If two or more persons act together pursuant to an agreement or understanding, whether formal or informal, to acquire or control an interest in relevant securities of an offeree company or a securities exchange offeror, they will be deemed to be a single person for the purpose of Rule 8.3.
Opening Position Disclosures must also be made by the offeree company and by any offeror and Dealing Disclosures must also be made by the offeree company, by any offeror and by any persons acting in concert with any of them (see Rules 8.1, 8.2 and 8.4).
Details of the offeree and offeror companies in respect of whose relevant securities Opening Position Disclosures and Dealing Disclosures must be made can be found in the Disclosure Table on the Panel's website at www.thetakeoverpanel.org.uk, including details of the number of relevant securities in issue, when the Offer Period commenced and when any offeror was first identified. You should contact the Panel's Market Surveillance Unit on +44 (0)20 7638 0129 if you are in any doubt as to whether you are required to make an Opening Position Disclosure or a Dealing Disclosure.
Publication on a website
A copy of this announcement will be made available, subject to certain restrictions relating to persons in, or resident in, Restricted Jurisdictions, on HL's website at www.hl.co.uk/investor-relations.

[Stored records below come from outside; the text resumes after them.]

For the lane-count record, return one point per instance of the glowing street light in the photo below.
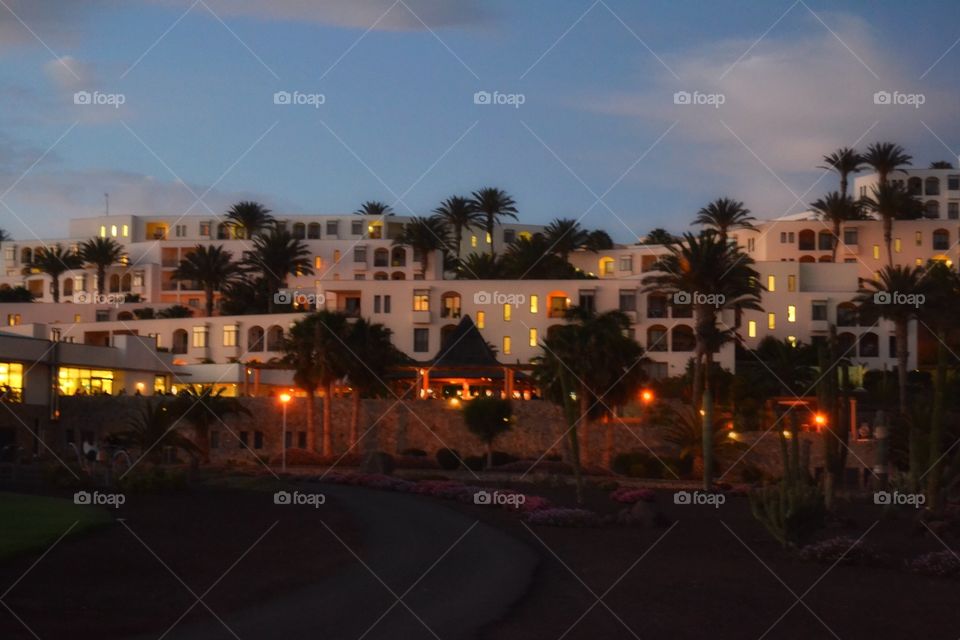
(284, 401)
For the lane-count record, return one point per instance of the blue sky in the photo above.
(399, 123)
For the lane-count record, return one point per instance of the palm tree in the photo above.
(460, 215)
(844, 161)
(369, 355)
(210, 267)
(494, 204)
(723, 215)
(590, 367)
(276, 255)
(374, 208)
(101, 253)
(53, 261)
(886, 158)
(203, 407)
(249, 218)
(890, 202)
(837, 207)
(425, 236)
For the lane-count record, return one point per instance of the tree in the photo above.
(460, 215)
(53, 261)
(589, 366)
(203, 407)
(836, 207)
(494, 204)
(101, 253)
(488, 418)
(844, 161)
(369, 356)
(374, 208)
(886, 158)
(249, 218)
(425, 236)
(210, 267)
(724, 215)
(276, 255)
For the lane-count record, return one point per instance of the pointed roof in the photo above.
(465, 346)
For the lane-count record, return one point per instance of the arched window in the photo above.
(846, 314)
(255, 338)
(450, 305)
(275, 338)
(179, 344)
(682, 339)
(657, 338)
(941, 240)
(869, 345)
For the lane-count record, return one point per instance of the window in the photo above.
(11, 381)
(421, 340)
(421, 300)
(818, 311)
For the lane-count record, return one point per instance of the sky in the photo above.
(388, 100)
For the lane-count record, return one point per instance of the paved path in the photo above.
(405, 538)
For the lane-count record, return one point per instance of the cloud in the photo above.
(361, 14)
(790, 99)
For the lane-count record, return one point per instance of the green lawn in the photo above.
(32, 523)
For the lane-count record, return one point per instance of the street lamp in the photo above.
(284, 400)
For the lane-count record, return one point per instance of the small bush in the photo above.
(448, 459)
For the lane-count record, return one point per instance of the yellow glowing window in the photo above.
(11, 381)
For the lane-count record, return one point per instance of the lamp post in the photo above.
(284, 401)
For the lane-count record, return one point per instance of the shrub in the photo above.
(448, 459)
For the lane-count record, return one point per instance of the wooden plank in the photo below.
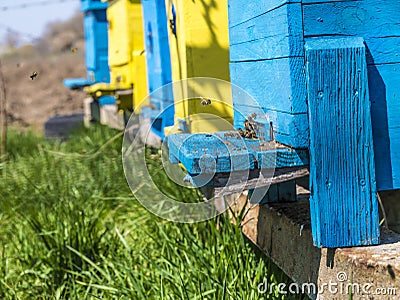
(277, 84)
(342, 175)
(289, 129)
(240, 182)
(381, 50)
(278, 33)
(241, 11)
(384, 91)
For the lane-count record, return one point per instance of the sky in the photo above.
(31, 21)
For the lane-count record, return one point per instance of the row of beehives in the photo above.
(324, 73)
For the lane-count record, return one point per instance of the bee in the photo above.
(33, 75)
(205, 101)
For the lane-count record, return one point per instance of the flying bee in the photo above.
(33, 75)
(205, 101)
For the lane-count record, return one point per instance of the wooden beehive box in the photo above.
(199, 45)
(326, 73)
(268, 60)
(158, 59)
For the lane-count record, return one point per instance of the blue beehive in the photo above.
(326, 75)
(158, 65)
(96, 45)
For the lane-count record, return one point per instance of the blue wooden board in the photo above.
(276, 34)
(267, 61)
(366, 18)
(277, 84)
(96, 46)
(241, 11)
(384, 90)
(288, 129)
(198, 152)
(377, 22)
(343, 200)
(226, 152)
(158, 62)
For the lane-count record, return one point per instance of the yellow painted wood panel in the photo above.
(126, 50)
(200, 49)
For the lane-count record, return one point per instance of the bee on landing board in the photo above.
(205, 101)
(33, 75)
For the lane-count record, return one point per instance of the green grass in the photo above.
(70, 229)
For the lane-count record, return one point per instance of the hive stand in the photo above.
(158, 60)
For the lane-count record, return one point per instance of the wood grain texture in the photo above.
(226, 152)
(384, 91)
(241, 11)
(277, 84)
(278, 33)
(342, 174)
(96, 45)
(158, 62)
(288, 129)
(367, 18)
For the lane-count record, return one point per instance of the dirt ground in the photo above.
(31, 102)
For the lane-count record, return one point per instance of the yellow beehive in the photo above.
(200, 48)
(126, 56)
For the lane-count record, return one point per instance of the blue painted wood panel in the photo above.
(287, 128)
(267, 61)
(87, 5)
(342, 175)
(158, 62)
(275, 34)
(225, 152)
(384, 90)
(377, 22)
(246, 10)
(96, 46)
(277, 84)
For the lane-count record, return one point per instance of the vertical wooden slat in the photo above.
(342, 173)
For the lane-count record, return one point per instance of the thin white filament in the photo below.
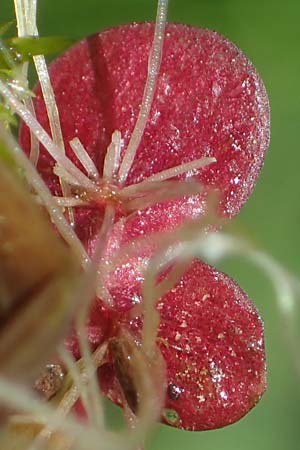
(112, 158)
(89, 293)
(44, 138)
(35, 180)
(25, 15)
(149, 91)
(85, 159)
(167, 174)
(70, 201)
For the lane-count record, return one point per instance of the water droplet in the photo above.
(171, 416)
(174, 391)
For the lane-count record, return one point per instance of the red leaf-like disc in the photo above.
(209, 101)
(211, 338)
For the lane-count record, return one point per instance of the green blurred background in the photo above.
(269, 33)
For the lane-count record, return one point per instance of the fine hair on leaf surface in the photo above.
(112, 286)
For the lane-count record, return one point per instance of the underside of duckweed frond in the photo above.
(45, 415)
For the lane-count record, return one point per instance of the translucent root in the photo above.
(167, 174)
(85, 159)
(45, 139)
(149, 91)
(35, 180)
(27, 9)
(167, 191)
(112, 158)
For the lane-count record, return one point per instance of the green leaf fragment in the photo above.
(27, 47)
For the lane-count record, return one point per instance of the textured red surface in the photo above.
(211, 338)
(209, 102)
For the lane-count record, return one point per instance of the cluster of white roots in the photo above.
(79, 189)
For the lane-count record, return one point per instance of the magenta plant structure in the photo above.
(206, 130)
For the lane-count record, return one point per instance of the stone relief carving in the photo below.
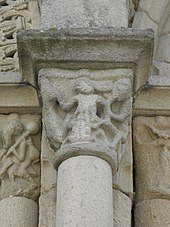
(19, 157)
(152, 142)
(86, 112)
(15, 16)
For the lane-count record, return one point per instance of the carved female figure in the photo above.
(85, 119)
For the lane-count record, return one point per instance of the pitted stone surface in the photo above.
(153, 213)
(84, 193)
(17, 212)
(84, 13)
(122, 206)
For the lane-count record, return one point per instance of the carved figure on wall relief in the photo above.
(19, 157)
(97, 112)
(161, 139)
(152, 155)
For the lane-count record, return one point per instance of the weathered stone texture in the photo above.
(18, 211)
(47, 200)
(91, 111)
(84, 193)
(19, 156)
(152, 159)
(153, 213)
(14, 17)
(84, 13)
(122, 206)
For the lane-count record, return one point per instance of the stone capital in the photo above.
(87, 112)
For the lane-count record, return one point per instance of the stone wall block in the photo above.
(18, 211)
(152, 213)
(122, 206)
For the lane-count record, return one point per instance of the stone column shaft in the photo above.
(84, 193)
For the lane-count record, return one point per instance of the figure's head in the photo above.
(14, 124)
(32, 127)
(84, 86)
(122, 89)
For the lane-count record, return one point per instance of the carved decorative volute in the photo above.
(87, 113)
(19, 156)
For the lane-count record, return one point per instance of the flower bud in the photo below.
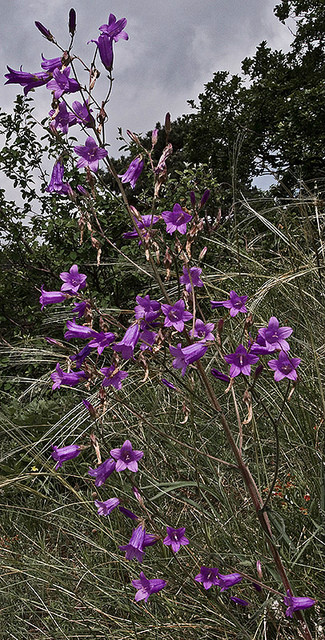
(72, 22)
(44, 31)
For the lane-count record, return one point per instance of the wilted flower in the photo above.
(194, 280)
(133, 172)
(145, 587)
(126, 457)
(176, 315)
(50, 297)
(228, 580)
(103, 471)
(106, 508)
(90, 154)
(296, 603)
(175, 538)
(73, 280)
(61, 83)
(240, 361)
(71, 379)
(208, 577)
(284, 367)
(176, 219)
(236, 303)
(61, 454)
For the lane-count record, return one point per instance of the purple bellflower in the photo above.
(185, 279)
(69, 379)
(51, 63)
(274, 335)
(78, 331)
(134, 548)
(82, 113)
(296, 603)
(208, 577)
(175, 538)
(73, 280)
(126, 457)
(81, 356)
(61, 83)
(114, 28)
(228, 580)
(176, 315)
(56, 183)
(61, 454)
(113, 377)
(284, 367)
(236, 303)
(61, 119)
(203, 331)
(187, 355)
(240, 361)
(133, 172)
(127, 344)
(101, 340)
(106, 508)
(145, 587)
(103, 471)
(176, 219)
(27, 80)
(50, 297)
(90, 154)
(147, 309)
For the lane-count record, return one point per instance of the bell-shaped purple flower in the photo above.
(175, 538)
(106, 508)
(50, 297)
(228, 580)
(103, 471)
(61, 454)
(236, 303)
(133, 172)
(71, 379)
(126, 457)
(284, 367)
(296, 603)
(113, 377)
(127, 344)
(208, 577)
(275, 336)
(176, 219)
(90, 154)
(240, 361)
(176, 315)
(134, 548)
(115, 28)
(73, 280)
(61, 83)
(145, 587)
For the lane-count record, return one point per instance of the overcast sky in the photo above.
(174, 48)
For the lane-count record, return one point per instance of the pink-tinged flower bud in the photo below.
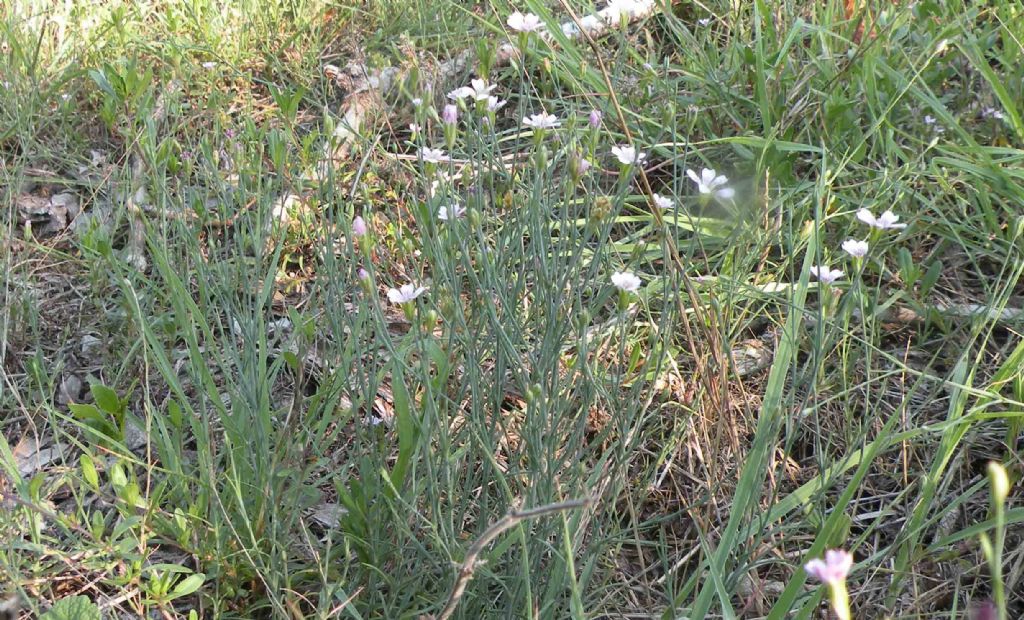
(358, 226)
(451, 114)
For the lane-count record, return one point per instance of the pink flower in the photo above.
(833, 569)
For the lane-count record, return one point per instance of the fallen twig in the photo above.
(509, 521)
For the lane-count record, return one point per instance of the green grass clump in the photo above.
(243, 379)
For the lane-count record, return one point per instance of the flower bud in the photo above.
(358, 226)
(999, 481)
(451, 115)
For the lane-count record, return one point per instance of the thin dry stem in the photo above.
(508, 522)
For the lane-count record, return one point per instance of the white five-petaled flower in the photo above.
(451, 212)
(626, 8)
(834, 569)
(663, 202)
(542, 121)
(992, 113)
(524, 24)
(855, 247)
(825, 275)
(478, 90)
(933, 122)
(712, 182)
(433, 156)
(626, 281)
(404, 293)
(888, 219)
(628, 156)
(588, 23)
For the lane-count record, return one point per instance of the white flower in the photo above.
(406, 293)
(524, 24)
(628, 155)
(855, 248)
(833, 569)
(712, 182)
(542, 121)
(663, 202)
(451, 212)
(626, 8)
(478, 90)
(589, 24)
(434, 156)
(825, 275)
(888, 220)
(626, 281)
(992, 113)
(932, 122)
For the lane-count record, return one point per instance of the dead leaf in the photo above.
(47, 214)
(31, 455)
(328, 514)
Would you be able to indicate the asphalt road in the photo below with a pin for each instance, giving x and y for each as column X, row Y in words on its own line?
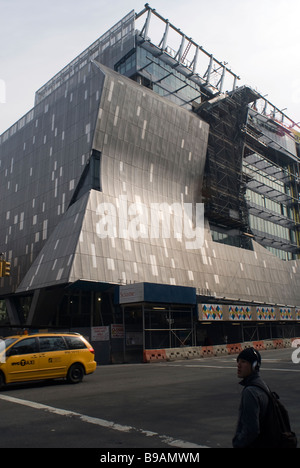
column 184, row 404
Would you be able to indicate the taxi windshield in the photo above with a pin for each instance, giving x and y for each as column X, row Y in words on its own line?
column 4, row 343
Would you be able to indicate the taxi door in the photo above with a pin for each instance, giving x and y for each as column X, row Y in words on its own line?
column 22, row 361
column 54, row 356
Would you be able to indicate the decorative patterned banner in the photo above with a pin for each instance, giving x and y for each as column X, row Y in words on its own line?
column 212, row 312
column 285, row 313
column 266, row 313
column 240, row 312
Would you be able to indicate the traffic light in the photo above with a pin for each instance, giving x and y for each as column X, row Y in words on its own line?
column 6, row 268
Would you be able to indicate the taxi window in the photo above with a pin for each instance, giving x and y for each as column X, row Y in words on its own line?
column 26, row 346
column 74, row 342
column 52, row 343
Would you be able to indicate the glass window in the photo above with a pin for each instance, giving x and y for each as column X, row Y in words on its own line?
column 75, row 342
column 26, row 346
column 52, row 343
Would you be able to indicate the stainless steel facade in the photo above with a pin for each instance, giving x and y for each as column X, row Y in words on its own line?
column 100, row 151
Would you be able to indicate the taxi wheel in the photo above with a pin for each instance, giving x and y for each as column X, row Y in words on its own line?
column 75, row 373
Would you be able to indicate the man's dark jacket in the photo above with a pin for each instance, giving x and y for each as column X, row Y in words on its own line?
column 252, row 410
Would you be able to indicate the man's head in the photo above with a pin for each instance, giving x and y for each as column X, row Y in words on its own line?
column 248, row 361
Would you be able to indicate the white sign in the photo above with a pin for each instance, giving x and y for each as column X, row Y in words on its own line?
column 100, row 334
column 131, row 293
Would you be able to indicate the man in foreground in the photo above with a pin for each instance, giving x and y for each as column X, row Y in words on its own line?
column 254, row 400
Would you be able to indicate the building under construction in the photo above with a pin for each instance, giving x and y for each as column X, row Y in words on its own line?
column 130, row 130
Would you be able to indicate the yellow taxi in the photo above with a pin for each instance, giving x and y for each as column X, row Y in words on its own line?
column 45, row 356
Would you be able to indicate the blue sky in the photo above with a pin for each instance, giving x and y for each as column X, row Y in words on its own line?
column 259, row 39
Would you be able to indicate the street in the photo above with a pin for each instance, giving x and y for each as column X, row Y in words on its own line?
column 182, row 404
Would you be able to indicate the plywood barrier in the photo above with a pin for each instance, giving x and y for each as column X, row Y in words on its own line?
column 194, row 352
column 207, row 351
column 234, row 348
column 154, row 355
column 278, row 343
column 259, row 345
column 220, row 350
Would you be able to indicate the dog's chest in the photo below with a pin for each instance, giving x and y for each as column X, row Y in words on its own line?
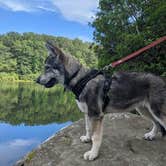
column 82, row 106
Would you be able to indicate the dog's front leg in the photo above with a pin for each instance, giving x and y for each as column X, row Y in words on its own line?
column 87, row 138
column 97, row 134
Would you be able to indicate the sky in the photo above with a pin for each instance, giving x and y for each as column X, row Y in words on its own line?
column 68, row 18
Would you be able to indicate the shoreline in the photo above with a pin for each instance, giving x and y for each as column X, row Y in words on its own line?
column 122, row 145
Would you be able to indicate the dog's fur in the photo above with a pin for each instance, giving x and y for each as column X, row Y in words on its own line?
column 129, row 90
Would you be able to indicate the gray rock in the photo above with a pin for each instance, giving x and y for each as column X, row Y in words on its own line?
column 123, row 145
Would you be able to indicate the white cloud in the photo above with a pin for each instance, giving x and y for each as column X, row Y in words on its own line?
column 77, row 10
column 14, row 5
column 80, row 11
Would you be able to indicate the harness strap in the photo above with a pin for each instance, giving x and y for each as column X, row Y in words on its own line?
column 68, row 79
column 77, row 89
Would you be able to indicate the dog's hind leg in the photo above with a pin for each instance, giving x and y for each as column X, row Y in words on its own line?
column 145, row 113
column 88, row 126
column 156, row 115
column 97, row 134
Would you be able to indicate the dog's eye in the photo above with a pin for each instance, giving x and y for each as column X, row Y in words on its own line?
column 55, row 67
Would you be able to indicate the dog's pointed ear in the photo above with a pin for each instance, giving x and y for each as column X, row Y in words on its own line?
column 50, row 46
column 54, row 51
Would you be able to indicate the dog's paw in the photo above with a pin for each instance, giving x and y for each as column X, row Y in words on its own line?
column 85, row 139
column 90, row 155
column 149, row 136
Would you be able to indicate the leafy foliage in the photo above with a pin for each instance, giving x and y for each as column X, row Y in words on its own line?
column 24, row 54
column 124, row 26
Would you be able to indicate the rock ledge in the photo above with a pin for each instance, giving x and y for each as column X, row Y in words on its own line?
column 123, row 145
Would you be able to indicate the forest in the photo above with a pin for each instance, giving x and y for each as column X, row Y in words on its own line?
column 124, row 26
column 120, row 28
column 22, row 56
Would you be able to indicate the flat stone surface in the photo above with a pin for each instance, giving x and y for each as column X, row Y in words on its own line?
column 123, row 145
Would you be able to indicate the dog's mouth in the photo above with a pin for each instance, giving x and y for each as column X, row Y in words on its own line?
column 51, row 83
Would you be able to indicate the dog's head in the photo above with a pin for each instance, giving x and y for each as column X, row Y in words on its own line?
column 54, row 71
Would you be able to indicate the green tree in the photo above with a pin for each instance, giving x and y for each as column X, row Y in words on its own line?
column 124, row 26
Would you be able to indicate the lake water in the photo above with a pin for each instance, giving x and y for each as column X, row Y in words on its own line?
column 29, row 114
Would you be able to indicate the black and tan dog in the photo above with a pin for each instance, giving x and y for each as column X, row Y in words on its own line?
column 127, row 91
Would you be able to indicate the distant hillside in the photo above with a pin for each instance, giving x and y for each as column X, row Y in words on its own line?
column 23, row 55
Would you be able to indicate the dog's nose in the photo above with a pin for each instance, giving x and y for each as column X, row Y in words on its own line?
column 38, row 80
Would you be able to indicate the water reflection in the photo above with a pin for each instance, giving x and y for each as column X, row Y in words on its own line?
column 29, row 114
column 35, row 105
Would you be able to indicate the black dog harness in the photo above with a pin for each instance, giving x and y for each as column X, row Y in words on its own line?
column 77, row 89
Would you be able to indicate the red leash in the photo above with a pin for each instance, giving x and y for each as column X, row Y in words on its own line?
column 136, row 53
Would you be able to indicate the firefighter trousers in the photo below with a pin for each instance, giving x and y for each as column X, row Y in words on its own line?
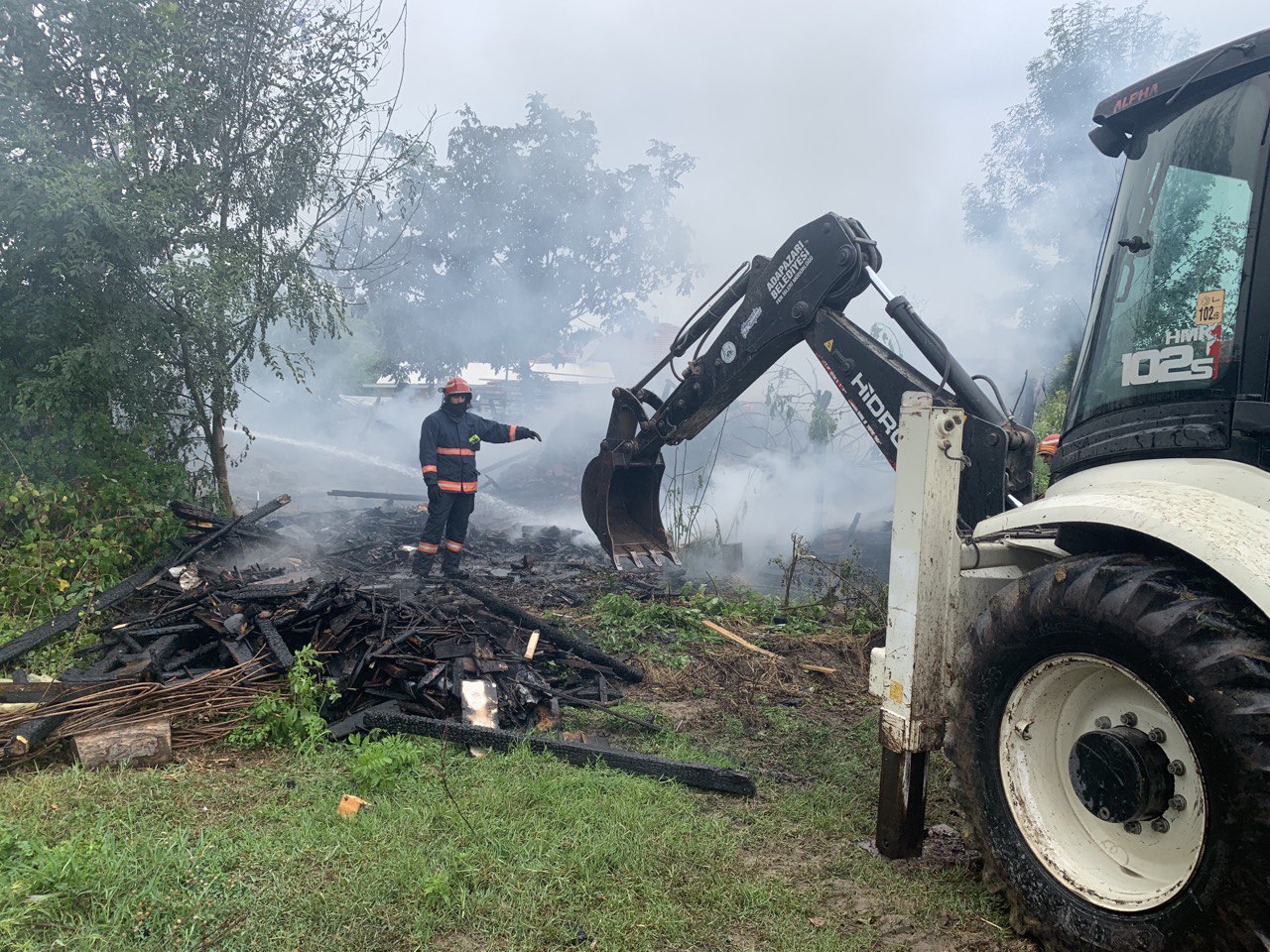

For the avoidance of doubt, neither the content of this website nor of any website referred to or accessible from any hyperlinks set out in this announcement is incorporated by reference or forms part of this announcement.
General
The statements contained in this announcement are made as at the date of this announcement unless some other time is specified in relation to them, and service of this announcement shall not give rise to any implication that there has been no change in the facts set forth in this announcement since such date. Nothing in this announcement shall be deemed to be a forecast, projection or estimate of the future financial performance of HL or Bidco except where otherwise expressly stated.
The Acquisition is subject to English law, the jurisdiction of the courts of England and Wales, and the applicable requirements of the Companies Act, the Takeover Code, the Panel, the London Stock Exchange and the FCA.